Scientific classification
- Domain: Bacteria
- Kingdom: Pseudomonadati
- Phylum: Pseudomonadota
- Class: Betaproteobacteria
- Order: Neisseriales
- Family: Neisseriaceae
- Genus: Neisseria
- Species: N. flavescens
- Binomial name: Neisseria flavescens Branham 1930

= Neisseria flavescens =

- Genus: Neisseria
- Species: flavescens
- Authority: Branham 1930

Species of bacterium

Neisseria flavescens was first isolated from cerebrospinal fluid in the midst of an epidemic meningitis outbreak in Chicago. These gram-negative, aerobic bacteria reside in the mucosal membranes of the upper respiratory tract, functioning as commensals. However, this species can also play a pathogenic role in immunocompromised and diabetic individuals. In rare cases, it has been linked to meningitis, pneumonia, empyema, endocarditis, and sepsis.

==Morphology==
These bacteria are gram-negative and diplococcus, rendering them virtually indistinguishable from the other Neisseria species. Yet, Neisseria flavescens remains distinct due to its signature pigmented colonies, yellow-gold in color. And it is through this yellow-gold color that this bacteria earned its name, with flavescens precisely translating as "becoming a golden yellow." This pigmentation also indicates N. flavescens similarity to saccharolytic Neisseria species, which also exhibit pigmentation. In addition, these pigmented species differ from meningococcus, which lack pigmentation.

==Biochemical processes==
Similar to saccharolytic species, N. flavescens strains are capable of producing polysaccharides from sucrose and are colistin-susceptible. This bacteria is also catalase and oxidase positive. It is not capable of acid-production from glucose, maltose, fructose, sucrose, mannose, or lactose, in contrast to meningococcus, which are active-fermenters. Furthermore, fundamental differences between these two species are again shown, as serological testing reveals N. flavescens lack of cross-agglutination. At the same time, biochemical testing distinguishes Neisseria flavescens from other gram-negative diplococci, with N. flavescens being DNase negative, weakly positive to Superoxol, and capable of prolyl aminopeptidase production in an enzyme-substrate test.

==Molecular biology==
Though it shares many similarities with the saccharolytic species, Neisseria flavescens has a greater genetic relation to pathogenic Neisseria species, as molecular studies have shown. In addition, studies implicate that this species plays a role in penicillin-resistant strains of Neisseria meningitidis. The increasing selective pressure from penicillin treatment has led to N. meningitidis uptake of an altered penicillin-binding protein gene, penA, from Neisseria flavescens via transformation. This modified penicillin-binding protein, also known as mecA, inhibits Neisseria meningitidis' transpeptidases from binding to the β-lactam portion of penicillin.

==Disease==
Typically serving as a commensal, Neisseria flavescens has also played a pathogenic role, ever since its origin. Arising from an epidemic meningitis outbreak in Chicago, N. flavescens was isolated from the cerebrospinal fluid of infected individuals. In particular, out of forty-seven total cases of meningitis, fourteen individuals were found to carry N. flavescens, in contrast to carrying one of the typical four meningococci. Additionally, the mortality rate among these fourteen individuals was close to thirty percent, indicating that this bacterium's role as a possible causative agent for meningitis should not be overlooked. Since then, four other cases of meningitis have also found Neisseria flavescens to be the causative agent.
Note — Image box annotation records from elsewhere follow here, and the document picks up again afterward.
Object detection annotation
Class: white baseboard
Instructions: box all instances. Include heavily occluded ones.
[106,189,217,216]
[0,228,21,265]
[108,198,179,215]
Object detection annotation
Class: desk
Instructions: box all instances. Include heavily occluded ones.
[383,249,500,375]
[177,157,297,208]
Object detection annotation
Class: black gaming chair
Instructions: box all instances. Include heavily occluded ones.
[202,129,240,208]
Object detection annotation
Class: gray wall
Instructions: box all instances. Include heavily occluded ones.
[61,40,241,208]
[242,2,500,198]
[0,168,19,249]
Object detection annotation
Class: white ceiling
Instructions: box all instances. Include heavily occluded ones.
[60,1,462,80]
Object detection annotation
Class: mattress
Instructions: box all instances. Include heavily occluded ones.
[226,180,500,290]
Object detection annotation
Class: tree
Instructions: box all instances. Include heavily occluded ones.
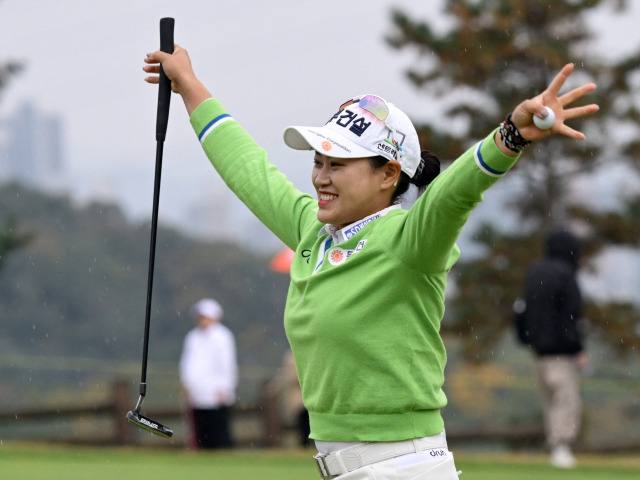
[387,0,640,361]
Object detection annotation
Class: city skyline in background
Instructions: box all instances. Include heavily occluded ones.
[0,0,640,304]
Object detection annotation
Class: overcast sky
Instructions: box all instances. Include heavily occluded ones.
[0,0,640,262]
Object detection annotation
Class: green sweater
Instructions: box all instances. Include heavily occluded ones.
[191,99,516,441]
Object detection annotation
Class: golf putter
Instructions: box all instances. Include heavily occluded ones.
[126,18,175,438]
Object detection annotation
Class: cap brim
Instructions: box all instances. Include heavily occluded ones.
[284,127,377,158]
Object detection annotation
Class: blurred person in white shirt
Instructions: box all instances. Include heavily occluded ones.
[180,298,238,448]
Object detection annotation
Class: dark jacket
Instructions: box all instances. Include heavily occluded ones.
[517,231,583,355]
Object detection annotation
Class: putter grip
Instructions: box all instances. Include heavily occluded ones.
[156,17,175,142]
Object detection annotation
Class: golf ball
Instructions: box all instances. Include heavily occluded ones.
[533,107,556,130]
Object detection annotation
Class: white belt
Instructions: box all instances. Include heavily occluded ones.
[313,433,447,480]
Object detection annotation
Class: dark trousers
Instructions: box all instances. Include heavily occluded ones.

Along with meningitis, this organism has also been linked to sepsis following surgery. A patient presented with clinical signs typical of meningococcal-strains: fever, chills, headache, myalgia, arthralgia, and skin rash. To identify the causative agent, smears from skin lesions and blood cultures were obtained from the patient. Gram-negative, diplococci were present in the smear, narrowing the organism down to a Neisseria species. Ultimately, blood cultures revealed N. flavescens to be the culprit, due to observation of yellow-gold colony formation and no sugar fermentation.
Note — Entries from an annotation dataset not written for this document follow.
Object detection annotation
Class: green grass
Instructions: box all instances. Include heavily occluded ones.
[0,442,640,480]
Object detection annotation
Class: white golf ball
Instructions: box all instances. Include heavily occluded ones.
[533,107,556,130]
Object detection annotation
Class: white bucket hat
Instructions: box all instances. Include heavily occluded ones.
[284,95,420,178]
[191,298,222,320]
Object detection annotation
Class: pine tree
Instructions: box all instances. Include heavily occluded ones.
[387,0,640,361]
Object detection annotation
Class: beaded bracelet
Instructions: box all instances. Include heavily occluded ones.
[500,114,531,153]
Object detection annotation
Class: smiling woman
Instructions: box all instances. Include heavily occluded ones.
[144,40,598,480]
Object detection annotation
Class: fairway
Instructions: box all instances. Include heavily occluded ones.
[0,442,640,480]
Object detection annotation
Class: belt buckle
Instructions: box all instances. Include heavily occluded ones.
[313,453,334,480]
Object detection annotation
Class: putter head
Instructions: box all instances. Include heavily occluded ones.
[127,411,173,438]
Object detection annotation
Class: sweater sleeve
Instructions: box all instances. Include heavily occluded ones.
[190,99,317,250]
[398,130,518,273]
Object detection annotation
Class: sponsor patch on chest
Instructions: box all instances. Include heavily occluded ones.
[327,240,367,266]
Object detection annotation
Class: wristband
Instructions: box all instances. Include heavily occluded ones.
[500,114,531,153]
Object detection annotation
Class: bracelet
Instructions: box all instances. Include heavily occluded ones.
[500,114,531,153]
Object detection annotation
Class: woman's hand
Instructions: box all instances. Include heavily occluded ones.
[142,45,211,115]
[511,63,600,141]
In addition to blood and CSF, Neisseria flavescens can also act as a pathogen in the lower respiratory tract. Isolation via a transthoracic pulmonary fine-needle aspiration identified N. flavescens as the cause of pneumonia and empyema in a diabetic patient. More specifically, the aspirate was sent off to the respiration department, where it underwent acid fast and gram staining, inoculation, and biochemical testing to identify N. flavescens. Next, 16S rRNA sequencing was done, further confirming that Neisseria flavescens was indeed the causative agent.

Lastly, this bacteria has also been the pathogen behind a case of endocarditis. Testing β-lactamase positive, Neisseria flavescens rendered penicillin an ineffective treatment for the patient and, instead, was targeted by cefotaxime.